Initialization function for all models. All models must be provided with input priors and posteriors that match their width.
- abstract property arg_names#
Returns a set of the user defined strings for all the arguments that the design matrix requires.
- property equation#
Provides the equation for the model in latex.
If accessed within a jupyter instance will return the equation in displayed latex, otherwise will return the equation in raw latex.
- evaluate(**kwargs)[source]#
Given an input set of arguments, will evaluate the model with the current best fit weights.
- fit(data: ndarray[Any, dtype[_ScalarType_co]], errors: ndarray[Any, dtype[_ScalarType_co]] | None = None, mask: ndarray[Any, dtype[_ScalarType_co]] | None = None, **kwargs)[source]#
Fit the design matrix of this model object.

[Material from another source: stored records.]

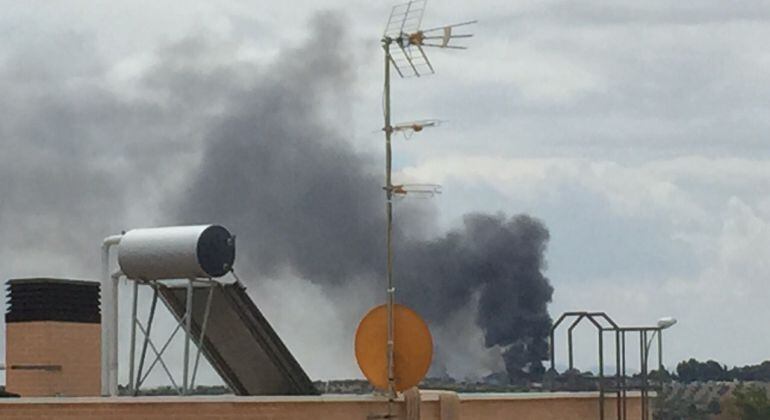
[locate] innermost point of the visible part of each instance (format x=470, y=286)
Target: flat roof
x=425, y=395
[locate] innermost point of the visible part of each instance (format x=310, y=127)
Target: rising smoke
x=82, y=160
x=276, y=171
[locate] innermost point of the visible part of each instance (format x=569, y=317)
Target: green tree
x=750, y=402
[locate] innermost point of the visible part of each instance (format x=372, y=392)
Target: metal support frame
x=139, y=376
x=611, y=326
x=646, y=336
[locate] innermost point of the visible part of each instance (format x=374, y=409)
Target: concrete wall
x=560, y=406
x=72, y=347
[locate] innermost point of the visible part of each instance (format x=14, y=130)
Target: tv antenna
x=404, y=43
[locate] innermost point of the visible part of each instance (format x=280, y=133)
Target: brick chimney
x=52, y=338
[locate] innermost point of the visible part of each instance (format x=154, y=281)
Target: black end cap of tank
x=216, y=251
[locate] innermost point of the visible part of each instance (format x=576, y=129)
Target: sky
x=634, y=131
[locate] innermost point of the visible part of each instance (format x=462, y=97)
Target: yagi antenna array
x=404, y=44
x=403, y=29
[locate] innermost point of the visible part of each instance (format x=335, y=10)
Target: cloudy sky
x=634, y=131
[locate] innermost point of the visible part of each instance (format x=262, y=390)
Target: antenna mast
x=403, y=43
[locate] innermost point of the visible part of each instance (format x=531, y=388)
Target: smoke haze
x=278, y=173
x=200, y=136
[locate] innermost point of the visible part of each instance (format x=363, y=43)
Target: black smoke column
x=300, y=197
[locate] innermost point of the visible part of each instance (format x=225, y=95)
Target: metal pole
x=623, y=372
x=643, y=341
x=188, y=336
x=617, y=373
x=660, y=353
x=389, y=232
x=150, y=318
x=203, y=331
x=601, y=374
x=114, y=336
x=133, y=338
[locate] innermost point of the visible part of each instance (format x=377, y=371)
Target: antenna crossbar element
x=409, y=128
x=416, y=190
x=405, y=18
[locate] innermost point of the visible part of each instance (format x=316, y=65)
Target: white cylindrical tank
x=176, y=252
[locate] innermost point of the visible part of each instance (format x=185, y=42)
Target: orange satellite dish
x=412, y=353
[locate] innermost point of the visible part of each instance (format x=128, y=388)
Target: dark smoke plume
x=301, y=198
x=502, y=259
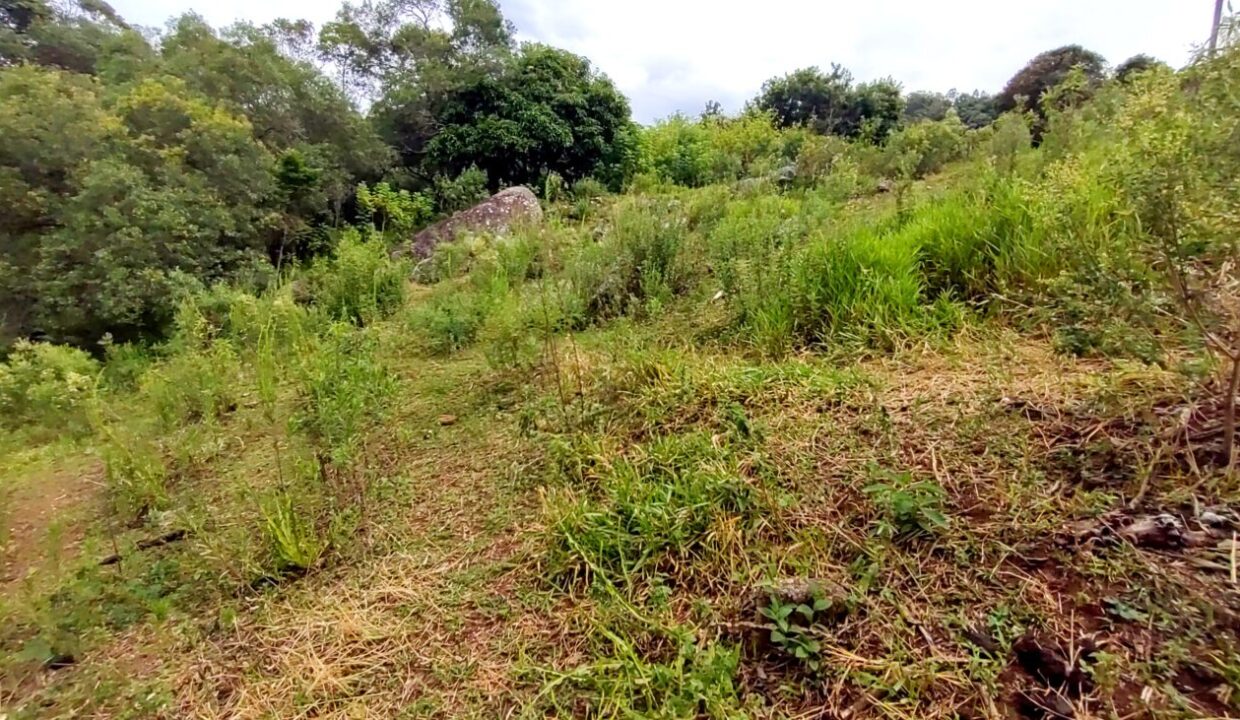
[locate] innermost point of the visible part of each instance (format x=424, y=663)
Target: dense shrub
x=46, y=387
x=360, y=283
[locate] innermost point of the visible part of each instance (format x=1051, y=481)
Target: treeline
x=138, y=166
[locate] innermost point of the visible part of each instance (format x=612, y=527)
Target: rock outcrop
x=499, y=213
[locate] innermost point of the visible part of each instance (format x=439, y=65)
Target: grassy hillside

Executing this function will update the posteriors argument to the best fit posteriors.
- Parameters:
data (np.ndarray) – Input data to fit
errors (np.ndarray, optional) – Errors on the input data
mask (np.ndarray, optional) – Mask to apply when fitting. Values where mask is False will not be used during the fit.
- abstract property nvectors#
Returns the number of vectors required to build the object.
- sample(**kwargs)[source]#
Given an input set of arguments, will evaluate the model with a sample of the best fit weights drawn from the posteriors.
- abstract property width#
Returns the width of the design matrix once built.